Current arena space and utilization
Pioneer Arena has reached the end of its usefulness and it is only a matter of time before the building constructed in 1956 will need to be closed permanently.
In 2009 a structural assessment found that “the majority of the building components are currently beyond their expected lifespan and that the facility as a whole is largely exhausted.”
Prime time arena hours are defined as weekdays 6 a.m. to 8 a.m. and 4 p.m. to 11 p.m. and weekends 8 a.m. to 11 p.m, totaling 75 prime time hours per week available for each arena. The Complex ice is currently used for 64 of those hours a week and Pioneer Arena is used for about 47 hours each week for a total of about 111 prime time hours used. Leaving around 36 hours of current use that could not be fulfilled should the Pioneer Arena close.
The usage numbers do not take into account how many people are actually using the ice during that time, just that the ice was booked.
Phasing concept and feedback
The plans have been designed so that amenities can be added independently or phased in any combination based on the priorities of the community. It is not an all or nothing proposal.

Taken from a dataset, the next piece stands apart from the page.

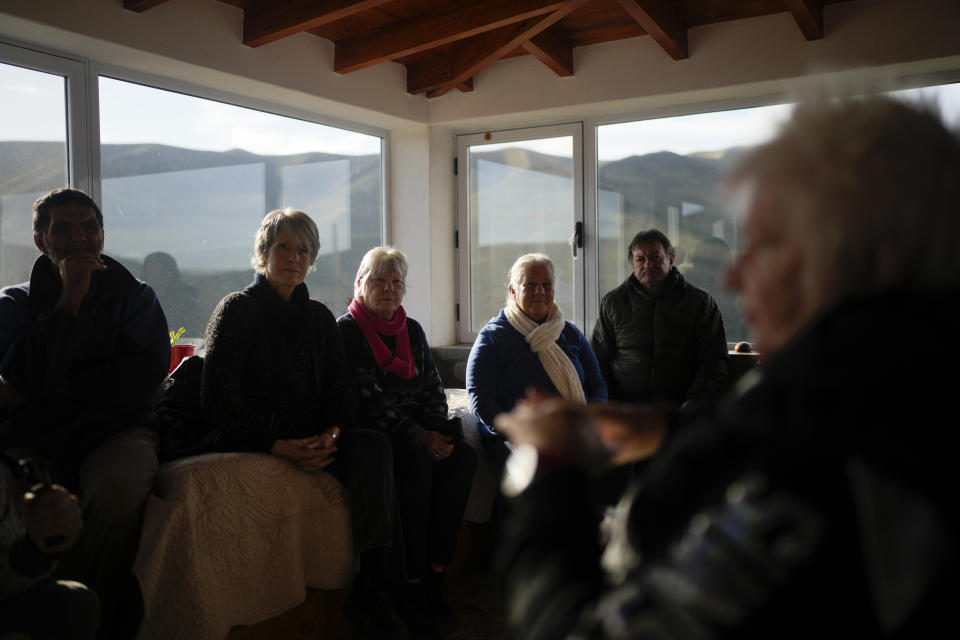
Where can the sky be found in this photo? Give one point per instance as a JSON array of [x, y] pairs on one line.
[[32, 108]]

Residents are asked to give their feedback on each option proposed by rating them based on what level of priority they think each project should have — short term (done in less that five years), mid term (done in five to 10 years) or long term (done more than 10 years from now). The results will then be compiled to determine which options, if any, residents would like to see move forward.
Detailed plans and feedback forms can be found at rdck.ca or at the Castlegar & District Community Complex.
Feedback forms are due by May 19.
Paying for the improvements
How the projects will be purchased and whether or not they will go to a referendum vote depend on which combination of items are chosen and the final price tag.
Short-term borrowing (less than five years) does not require voter approval, but long-term borrowing does. If the project will not increase taxes more than $0.50/$1,000 of assessment, an alternate approval process (counter petition) can be used. If the project will increase taxes above $0.50/$1,000 of assessment, a referendum must be held.
If taxes increase it will affect residents of RDCK Areas I and J and the City of Castlegar.
Grants are another option for funding that will be sought after from other levels of government such as federal and provincial as well as from organizations such as the Columbia Basin Trust.
The RDCK’s Castlegar & District Recreation Commission could also choose to use some of its reserves to pay for part of the project. Those reserves will total about $1.8 million at the end of 2017.